🤖 AI Summary
This work addresses the problem of efficiently constructing a uniform ε-approximation of a multidimensional cumulative distribution function (CDF) under the constraint of one-bit bandit feedback, with applications to learning fixed-price mechanisms. By extending the classical Dvoretzky–Kiefer–Wolfowitz (DKW) inequality to the bandit feedback setting and combining it with grid discretization and logarithmic factor control techniques, the authors establish the first tight sample complexity upper bound of $\tilde{O}(1/\varepsilon^3)$ for uniform CDF approximation in multiple dimensions.
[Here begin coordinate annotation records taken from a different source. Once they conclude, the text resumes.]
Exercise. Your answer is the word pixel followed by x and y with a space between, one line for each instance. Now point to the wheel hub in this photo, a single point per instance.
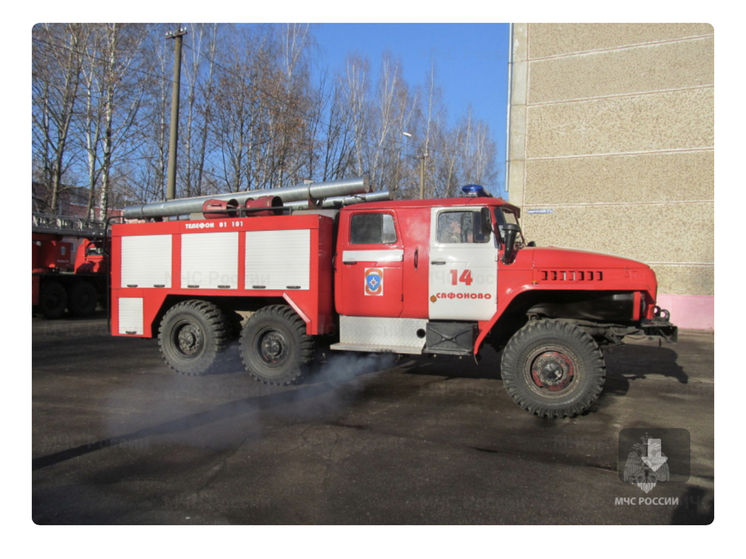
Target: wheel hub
pixel 272 347
pixel 189 339
pixel 552 370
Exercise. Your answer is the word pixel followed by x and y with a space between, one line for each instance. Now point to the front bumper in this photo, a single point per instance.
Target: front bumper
pixel 660 327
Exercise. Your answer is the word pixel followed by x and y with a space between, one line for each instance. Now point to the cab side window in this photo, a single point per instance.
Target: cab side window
pixel 372 229
pixel 460 227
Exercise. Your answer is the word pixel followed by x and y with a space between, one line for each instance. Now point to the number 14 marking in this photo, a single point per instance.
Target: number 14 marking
pixel 464 278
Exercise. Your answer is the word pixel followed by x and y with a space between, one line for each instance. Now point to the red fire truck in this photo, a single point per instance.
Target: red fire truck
pixel 68 267
pixel 407 277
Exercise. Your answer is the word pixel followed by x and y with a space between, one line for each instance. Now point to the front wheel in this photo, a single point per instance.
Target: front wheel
pixel 275 348
pixel 553 368
pixel 192 337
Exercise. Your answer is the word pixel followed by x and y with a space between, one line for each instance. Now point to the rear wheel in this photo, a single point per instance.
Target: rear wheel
pixel 553 368
pixel 53 299
pixel 192 336
pixel 82 299
pixel 275 348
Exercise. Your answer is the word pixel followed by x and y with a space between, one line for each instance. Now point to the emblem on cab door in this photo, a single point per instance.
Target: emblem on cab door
pixel 373 281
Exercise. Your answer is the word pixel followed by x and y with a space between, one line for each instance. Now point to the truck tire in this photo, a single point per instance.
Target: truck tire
pixel 192 336
pixel 53 299
pixel 552 368
pixel 82 298
pixel 274 346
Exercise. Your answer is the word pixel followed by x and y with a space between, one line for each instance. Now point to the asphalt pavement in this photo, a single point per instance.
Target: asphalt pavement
pixel 118 438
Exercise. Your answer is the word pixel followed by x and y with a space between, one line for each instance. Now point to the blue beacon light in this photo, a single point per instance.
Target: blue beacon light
pixel 473 190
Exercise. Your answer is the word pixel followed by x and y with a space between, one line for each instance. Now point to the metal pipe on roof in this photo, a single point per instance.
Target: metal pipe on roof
pixel 300 192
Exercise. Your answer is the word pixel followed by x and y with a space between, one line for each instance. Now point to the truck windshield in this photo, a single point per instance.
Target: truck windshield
pixel 505 215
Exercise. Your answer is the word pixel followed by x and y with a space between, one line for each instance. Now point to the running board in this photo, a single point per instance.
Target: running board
pixel 381 334
pixel 376 349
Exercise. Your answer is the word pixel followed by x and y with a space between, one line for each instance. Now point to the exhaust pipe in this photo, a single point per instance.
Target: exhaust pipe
pixel 301 192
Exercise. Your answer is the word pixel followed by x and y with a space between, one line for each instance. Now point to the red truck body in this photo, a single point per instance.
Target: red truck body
pixel 414 277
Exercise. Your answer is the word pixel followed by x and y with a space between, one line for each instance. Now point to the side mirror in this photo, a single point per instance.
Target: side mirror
pixel 486 221
pixel 511 231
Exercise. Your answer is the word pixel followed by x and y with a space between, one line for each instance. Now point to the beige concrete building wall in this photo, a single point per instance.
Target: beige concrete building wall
pixel 612 147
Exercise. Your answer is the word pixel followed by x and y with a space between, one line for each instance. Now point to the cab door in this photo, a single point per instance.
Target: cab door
pixel 368 266
pixel 463 265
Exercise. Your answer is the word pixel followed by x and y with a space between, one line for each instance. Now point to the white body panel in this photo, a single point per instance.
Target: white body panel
pixel 146 261
pixel 278 259
pixel 209 260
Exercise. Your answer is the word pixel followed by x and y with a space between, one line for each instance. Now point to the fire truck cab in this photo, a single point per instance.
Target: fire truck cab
pixel 406 277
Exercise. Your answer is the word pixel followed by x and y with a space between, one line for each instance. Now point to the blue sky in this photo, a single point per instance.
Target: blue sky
pixel 471 63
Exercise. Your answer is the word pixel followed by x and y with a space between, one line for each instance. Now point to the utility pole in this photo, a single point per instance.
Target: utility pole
pixel 174 140
pixel 422 175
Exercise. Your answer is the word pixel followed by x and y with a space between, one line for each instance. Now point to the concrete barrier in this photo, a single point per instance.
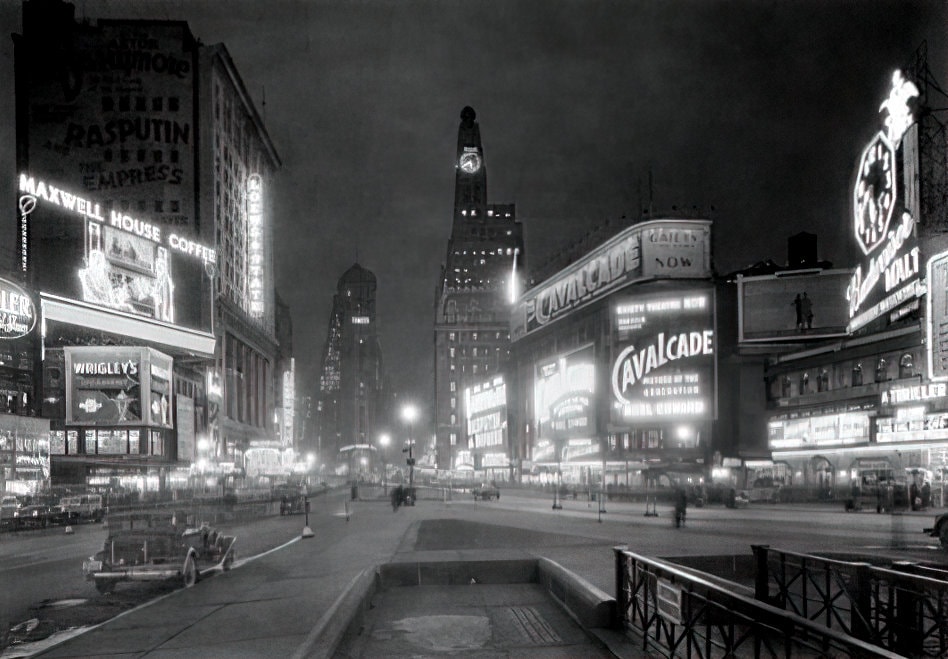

Notably, the dependence on dimensionality appears only in logarithmic terms, exhibiting near-dimension-free behavior. This result yields tight sample complexity and regret bounds for fixed-price mechanisms in small-scale markets such as bilateral trade, providing a theoretical foundation for mechanism design under high-dimensional bandit feedback.
📝 Abstract
We study the sample complexity of learning a uniform approximation of an $n$-dimensional cumulative distribution function (CDF) within an error $\epsilon>0$, when observations are restricted to a minimal one-bit feedback. This serves as a counterpart to the multivariate DKW inequality under''full feedback'', extending it to the setting of''bandit feedback''. Our main result shows a near-dimensional-invariance in the sample complexity: we get a uniform $\epsilon$-approximation with a sample complexity $\frac{1}{\epsilon^3}{\log\left(\frac 1 \epsilon \right)^{\mathcal{O}(n)}}$ over a arbitrary fine grid, where the dimensionality $n$ only affects logarithmic terms. As direct corollaries, we provide tight sample complexity bounds and novel regret guarantees for learning fixed-price mechanisms in small markets, such as bilateral trade settings.